These 2 Companies Plan to Combine the Internet of Things With Music and Sports

WME/IMG and AGT promise to change live events

Concerts could get quite connected. Getty Images

One of the world's largest entertainment companies is hoping to harness the Internet of Things to better connect performers and brands with fans at concerts, fashion shows and sporting events.

On Thursday, WME/IMG announced a joint venture with Switzerland tech company AGT International that will pave the way for a social platform that could let performers see what's working and what's not in real time. The partnership could have big potential for brands and sponsors that want to build apps for engaging before, during or after an event.

Details are still in the works—the platform won't be rolled out until sometime next year—but the companies said they see brands and sponsors using so-called "deep Web" social analytics and platform-agnostic technology to engage with fans about events.

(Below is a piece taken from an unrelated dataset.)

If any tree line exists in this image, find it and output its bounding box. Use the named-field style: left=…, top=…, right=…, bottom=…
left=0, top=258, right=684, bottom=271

Hypothetically, this could allow event sports-stadium attendees using a custom app to see which lines for the bathroom or concessions are the shortest. It could allow bands to see where in a concert the energy drags. It could allow designers to gauge which clothing lines excited or an audience to learn how models feel while walking down a runway.

"Consumer and entertainment companies have been collecting insights for years, but very few of our clients and partners have had access to analytics that allow them to act on those insights to deliver relevant content and better experiences for their audiences," WME/IMG co-CEO Ariel Emanuel said in a statement. "Our partnership with AGT marks a paradigm shift, recognizing that IoT [Internet of Things] technology and data science will fundamentally change the way people experience live events, as well as how they consume and share content that matters to them."

WME/IMG owns, manages or represents more than 800 events worldwide including the Miami Open, Melbourne Marathon, HSBC World Golf Championships and the Rugby World Cup. However, success of harnessing Big Data at sizable events would, in some ways, depend on the willingness of attendees to voluntarily wear devises during performances.

Questions of scalability still remain, but there's little doubt that the Internet of Things is on the rise. A report released earlier this year by Cisco and DHL said total devices connected to the Internet worldwide could rise from 15 billion to 50 billion in the next five years.

The WME/IMG-AGT venture will be based in New York, with research and development centers in N.Y., San Francisco, Germany and Israel.

"This exciting new venture is centered on the consumer experience, creating true Social IoT," AGT International CEO Mati Kochavi said in a statement. "There is no greater single source of sports and entertainment content and live events than WME/IMG. Layering our technology across their impressive event portfolio will produce a new level of engagement among event goers, talent, brands and even fans at home. It's a meaningful connection that is meant to start before an event and extend well past it."